COMPUTED Field Example
Suppose the PATIENT file has an ATTENDING PHYSICIAN field that points to the DOCTOR file. The DOCTOR file, in turn, has a field called SPECIALTY. If you want to create a COMPUTED field within the PATIENT file data dictionary that is equivalent to the SPECIALTY field in the DOCTOR file, you can define a COMPUTED field as:
'COMPUTED-FIELD' EXPRESSION: ATTENDING PHYSICIAN:SPECIALTY
The file does not have to be specified in this case since there is a direct link between the two files through the pointer field. This is an example of the short form of the simple extended pointer syntax.
An equivalent computed expression, which explicitly identifies the file is: ATTENDING PHYSICIAN IN DOCTOR FILE:SPECIALTY. This is the long form of the syntax. It is "long" because the file name is included.
If the pointing field is a variable pointer, the long form of the extended pointer syntax must be used so that VA FileMan will know which of the pointed-to files to search. Here is the syntax:
vpfield IN file FILE:element (OR) vpfield:file:element
"Vpfield" is the variable-pointer field in the current file, "file" is one of the possible pointed-to files, and "element" applies to that pointed-to file.
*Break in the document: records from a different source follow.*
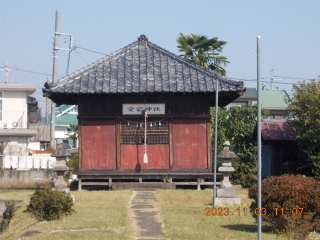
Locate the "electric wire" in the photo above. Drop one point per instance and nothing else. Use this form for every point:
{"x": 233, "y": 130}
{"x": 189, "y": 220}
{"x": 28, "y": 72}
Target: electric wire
{"x": 23, "y": 70}
{"x": 92, "y": 51}
{"x": 81, "y": 57}
{"x": 70, "y": 63}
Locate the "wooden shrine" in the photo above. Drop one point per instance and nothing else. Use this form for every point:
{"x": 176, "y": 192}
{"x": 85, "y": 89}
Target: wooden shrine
{"x": 112, "y": 94}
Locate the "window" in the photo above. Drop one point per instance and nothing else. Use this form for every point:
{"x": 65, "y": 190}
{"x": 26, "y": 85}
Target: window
{"x": 133, "y": 133}
{"x": 0, "y": 106}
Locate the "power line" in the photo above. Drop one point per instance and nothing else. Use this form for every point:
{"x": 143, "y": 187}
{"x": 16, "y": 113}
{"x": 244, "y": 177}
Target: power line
{"x": 297, "y": 78}
{"x": 70, "y": 62}
{"x": 81, "y": 57}
{"x": 23, "y": 70}
{"x": 92, "y": 51}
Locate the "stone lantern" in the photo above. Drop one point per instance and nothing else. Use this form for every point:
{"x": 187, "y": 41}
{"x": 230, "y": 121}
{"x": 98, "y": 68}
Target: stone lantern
{"x": 226, "y": 193}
The following is an example from the PATIENT file where the PROVIDER field is a variable pointer to either the PHYSICIAN file or the PERSON file, and PHONE is a field in the PERSON file. You could enter the following print specifications:
FIRST PRINT FIELD: NAME THEN PRINT FIELD: PROVIDER THEN PRINT FIELD: FILE(PROVIDER) THEN PRINT FIELD: PROVIDER:PERSON:PHONE THEN PRINT FIELD:
You would receive the following output:
NAME PROVIDER FILE(PROVIDER) PROVIDER:PERSON:PHONE --------------------------------------------------------------------------- BROWN,JOHN L. CRUSHER,BEVERLY PHYSICIAN GREEN,RICHARD MCCOY,LEONARD M. PERSON 223-3332
The long form simple pointer asked for the PHONE field from the PERSON file. Only the variable pointer from the GREEN,RICHARD entry pointed to the PERSON file. Thus, only his phone number is displayed.